Barcelona and Cambrils are both located in Catalonia, in northeast Spain, sandwiched between the Mediterranean and the Pyrenees. The region has "long demanded greater autonomy from Madrid", reports The Local.

Catalonia has its own culture, traditions and language, as well as an autonomous government and parliament. For its ruling separatist politicians, however, this does not go far enough.

President Carles Puigdemont said it was "up to the Catalans to decide their future" in a referendum scheduled for 1 October, despite a ruling in the Spain's constitutional court that the vote would be unlawful, reports Euronews.

Last week's terrorist attacks won't halt the referendum, Puigdemont said, adding that the "roadmap" toward independence would not change.

Calls for unity

While Catalonia has been steadfast in its determination to hold a separation vote, the Spanish government responded to the attacks by calling for unity.

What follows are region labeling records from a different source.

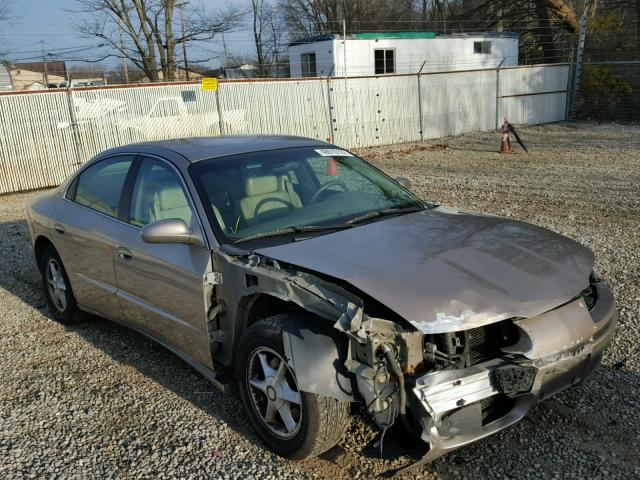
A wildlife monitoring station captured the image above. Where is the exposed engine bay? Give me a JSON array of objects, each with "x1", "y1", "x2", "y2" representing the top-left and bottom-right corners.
[{"x1": 212, "y1": 249, "x2": 617, "y2": 473}]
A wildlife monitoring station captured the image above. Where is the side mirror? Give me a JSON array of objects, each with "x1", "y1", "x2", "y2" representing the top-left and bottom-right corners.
[
  {"x1": 140, "y1": 218, "x2": 204, "y2": 247},
  {"x1": 394, "y1": 177, "x2": 411, "y2": 190}
]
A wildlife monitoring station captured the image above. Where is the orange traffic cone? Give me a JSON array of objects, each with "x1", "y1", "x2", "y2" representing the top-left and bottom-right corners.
[
  {"x1": 500, "y1": 118, "x2": 511, "y2": 155},
  {"x1": 327, "y1": 158, "x2": 338, "y2": 177}
]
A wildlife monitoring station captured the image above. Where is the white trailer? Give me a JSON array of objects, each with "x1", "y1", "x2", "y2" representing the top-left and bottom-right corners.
[{"x1": 289, "y1": 32, "x2": 518, "y2": 77}]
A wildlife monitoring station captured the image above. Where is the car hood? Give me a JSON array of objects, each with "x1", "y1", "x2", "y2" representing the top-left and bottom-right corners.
[{"x1": 257, "y1": 207, "x2": 594, "y2": 333}]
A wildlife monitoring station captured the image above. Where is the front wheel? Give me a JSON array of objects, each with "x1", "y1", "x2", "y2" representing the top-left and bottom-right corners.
[{"x1": 236, "y1": 315, "x2": 349, "y2": 460}]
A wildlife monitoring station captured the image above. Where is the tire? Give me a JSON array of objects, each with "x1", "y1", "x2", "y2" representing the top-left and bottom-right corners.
[
  {"x1": 39, "y1": 245, "x2": 78, "y2": 324},
  {"x1": 236, "y1": 315, "x2": 349, "y2": 460}
]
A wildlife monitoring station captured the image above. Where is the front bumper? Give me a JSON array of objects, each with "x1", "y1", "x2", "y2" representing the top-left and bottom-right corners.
[{"x1": 399, "y1": 283, "x2": 618, "y2": 473}]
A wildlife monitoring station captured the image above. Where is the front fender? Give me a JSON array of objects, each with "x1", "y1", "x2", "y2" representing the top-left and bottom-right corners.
[{"x1": 282, "y1": 314, "x2": 356, "y2": 402}]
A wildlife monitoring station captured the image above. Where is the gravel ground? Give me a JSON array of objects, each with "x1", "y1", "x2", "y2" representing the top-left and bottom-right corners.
[{"x1": 0, "y1": 124, "x2": 640, "y2": 479}]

Spain's Prime Minister Mariano Rajoy called for co-operation and for Spain to "leave behind what separates [us] in the face of greater challenges". "We Spaniards will win this [fight against terrorism]", he said, according to Deutsche Welle.

Writing in The Guardian, Francesc Badia i Dalmases said that "if there is one thing that can feed the spirit of a nation and the solidarity of its people, it's a deadly terrorist attack", noting that "Barcelonians, Catalans and Spanish alike" felt the pain.

"Seven Hours of Independence"

For separatists, however, the attacks demonstrated Catalonia's preparedness for independence – and Madrid's shortcomings.

Catalan writer Bernat Dedeu contrasted Puigdemont's statesmanlike response with Rajoy's delayed arrival in Barcelona, in a polemic entitled Seven Hours of Independence. He also praised Catalonia's police force, reports The Spectator.

Independence activists downplayed the significance of the warm reception received by Rajoy and King Felipe VI during a vigil in Barcelona, attributing this to propriety, the BBC reports.

Just because "[people] clapped the king of Spain..." does not mean the "attack will become the wild card that gives the sovereignty game back to Madrid", says the BBC's Patrick Jackson.

Political point scoring

There have been accusations that the attacks have been used as political ammunition.

According to Politico, two mainstream and pro-union Spanish newspapers – El Pais and El Mundo – "published editorials the morning after the attacks, accusing the Catalan regional government of focusing exclusively on its quest to win independence from Spain at the cost of the region’s security".

"An attack of this magnitude has to be a blow that restores reality to the Catalan political forces," El Pais said, adding that it's time to end the "flagrant violation of laws [and] games of deception".

Conflating the terror attacks with Catalonia's bid for independence may be unwise for Spain's ruling Popular Party, whose decision to blame the Madrid bombings on Eta – rather than al-Qaeda – cost them re-election, the Economist claims.

A nation divided

"Both the Catalan...and the central government[s] would do well to keep [terror and independence] separate," Carlos Barrera, a professor at the University of Navarre, told Reuters.

As for Catalans, they appear to be divided. A poll conducted before last week's attacks by the Catalan public polling body showed the percentage of people who supported a Catalan independent state dropped to 41.1 per cent in June from 44.3 per cent in March, Politico reports. Similar polling information following the attacks was not available.

"How will the terrorist attack affect this situation? Who knows? But my bet is – not very much and if it does, it will reinforce the unionist side," Adria Alsina Leal, a journalism professor and Catalan independence activist, told the BBC. "Ultimately I don't think the essence of the independence debate is going to change, because the underlying situation has not changed."

A 'Yes' vote risks further polarising the two governments. Catalan politicians have vowed to unilaterally declare independence if the results favour secession, reports The Local, while Spain is ready to reject both the outcome of the vote and its legality.